Ahora, caminando por aquellas hiniestas, perdido entre altos e imponentes pinos, Marco Aurelio reflexionaba sobre todo aquello. Respiró hondo el aire puro y limpio de aquel ambiente virgen, y se deleitó al escuchar el trinar de los pájaros, el rumor de la naturaleza perezosa que dormitaba debajo de la suave calidez de un sol radiante. De repente, creyó ver el reflejo broncíneo de una armadura, entre las palmas. Miró más detenidamente y le pareció creer que varios yelmos dorados se aupaban entre la arboleda. Se palpó el cinto, donde guardaba su gladio, pero al momento desaparecieron las visiones. Retrocedió, convencido de haber sido engañado por la mente, y buscó sus pasos hasta encontrar el camino de regreso a la aldea.

De vuelta, pasó por una loma alta desde donde se tenía una visión completa de la aldea. Desde allí podían admirarse en toda su plenitud aquellos singulares corrales de pesquería; espacios semicirculares, acotados por sólidos muros de piedra ostionera, donde en la bajamar las gentes del lugar recogían los peces que la pleamar atrapaba en ellos.

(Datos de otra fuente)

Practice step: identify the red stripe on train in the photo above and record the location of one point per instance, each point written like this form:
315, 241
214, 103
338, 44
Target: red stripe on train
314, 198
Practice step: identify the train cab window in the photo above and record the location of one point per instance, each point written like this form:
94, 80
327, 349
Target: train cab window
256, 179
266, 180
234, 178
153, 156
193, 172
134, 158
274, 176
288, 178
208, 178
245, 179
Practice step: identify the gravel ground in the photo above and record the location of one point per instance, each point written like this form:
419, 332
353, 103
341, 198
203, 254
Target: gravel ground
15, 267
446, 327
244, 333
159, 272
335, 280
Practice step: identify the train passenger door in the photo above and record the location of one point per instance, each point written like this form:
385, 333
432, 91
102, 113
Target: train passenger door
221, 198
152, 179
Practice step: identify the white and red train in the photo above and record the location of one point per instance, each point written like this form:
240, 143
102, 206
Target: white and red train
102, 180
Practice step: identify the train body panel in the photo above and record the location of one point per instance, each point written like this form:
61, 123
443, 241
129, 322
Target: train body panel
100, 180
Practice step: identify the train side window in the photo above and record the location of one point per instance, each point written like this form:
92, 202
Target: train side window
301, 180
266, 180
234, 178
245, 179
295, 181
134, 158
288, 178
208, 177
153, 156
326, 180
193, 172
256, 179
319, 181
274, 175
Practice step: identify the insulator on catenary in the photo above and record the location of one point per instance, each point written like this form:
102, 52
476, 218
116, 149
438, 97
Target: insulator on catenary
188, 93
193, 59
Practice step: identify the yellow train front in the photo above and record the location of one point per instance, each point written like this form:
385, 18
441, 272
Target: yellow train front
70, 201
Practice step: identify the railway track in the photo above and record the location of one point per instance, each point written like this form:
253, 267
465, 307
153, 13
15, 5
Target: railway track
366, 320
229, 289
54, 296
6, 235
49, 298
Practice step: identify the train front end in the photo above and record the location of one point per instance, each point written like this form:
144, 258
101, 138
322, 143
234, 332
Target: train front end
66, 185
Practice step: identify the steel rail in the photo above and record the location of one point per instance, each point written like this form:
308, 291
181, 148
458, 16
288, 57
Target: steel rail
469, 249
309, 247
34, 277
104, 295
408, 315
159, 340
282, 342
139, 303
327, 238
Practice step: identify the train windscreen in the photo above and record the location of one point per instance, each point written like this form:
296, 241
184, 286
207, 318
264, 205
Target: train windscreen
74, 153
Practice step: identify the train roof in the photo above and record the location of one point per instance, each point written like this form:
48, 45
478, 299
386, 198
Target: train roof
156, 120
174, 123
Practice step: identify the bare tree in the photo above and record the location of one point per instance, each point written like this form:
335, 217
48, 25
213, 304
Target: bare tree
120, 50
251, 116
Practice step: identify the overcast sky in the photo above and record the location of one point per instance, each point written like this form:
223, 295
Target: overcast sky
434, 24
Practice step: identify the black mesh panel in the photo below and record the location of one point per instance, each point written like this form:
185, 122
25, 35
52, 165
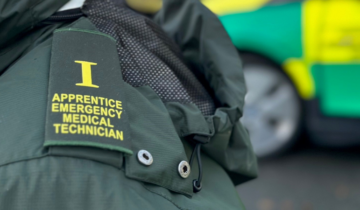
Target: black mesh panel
147, 56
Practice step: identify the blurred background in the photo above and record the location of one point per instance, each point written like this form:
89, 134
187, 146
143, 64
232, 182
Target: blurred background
302, 68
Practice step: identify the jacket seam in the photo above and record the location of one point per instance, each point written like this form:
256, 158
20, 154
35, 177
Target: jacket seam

A su lado, unos obreros terminaban de recojer sus utensilios y se preparaban para marcharse. En el suelo, unas marcas de tiza y unas estacas delimitando el espacio delataban la construcción de un edificio. Preguntó a uno de aquellos hombres, y le dijeron que levantaban lo que sería una fábrica donde elaborarían el fruto de la pesca de los aldeanos, donde se haría garum, la famosa salsa de entrañas de pescado y otros condimentos, básica en la dieta romana. Marco Aurelio siguió caminando y llegó a las puertas del campamento cuando el sol se disponía a sumergirse en el mar.

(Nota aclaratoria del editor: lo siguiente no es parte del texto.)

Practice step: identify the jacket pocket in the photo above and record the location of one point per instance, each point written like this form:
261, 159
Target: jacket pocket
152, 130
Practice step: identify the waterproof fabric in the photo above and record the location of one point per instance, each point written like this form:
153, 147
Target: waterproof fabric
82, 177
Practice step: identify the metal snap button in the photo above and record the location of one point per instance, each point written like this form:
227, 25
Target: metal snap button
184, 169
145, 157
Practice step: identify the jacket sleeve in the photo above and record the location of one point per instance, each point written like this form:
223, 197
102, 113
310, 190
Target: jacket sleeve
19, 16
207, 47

Desde lo alto de la Turris Caepionis, oyendo el batir de las olas contra las lajas de piedra, observó el sugestivo ocaso del sol, y admiró la escena. Rememoró el sinfín de sensaciones que había percibido aquel día, el primero como legionario romano, en aquella tierra apartada y tranquila. Su juventud anhelaba acción, entrar en combate, para lo que había sido instruido. Pero se decidió a aprovechar la estancia que los dioses le habían otorgado en aquella misteriosa tierra donde la naturaleza mezclaba un mar celestial, playas eternas, pinares seculares, un cielo de nubes blancas y esponjosas, arena, luz, roca y sal. Un lugar de belleza indescripible, concluyó Marco Aurelio, bajando la escalera rumbo a su barracón.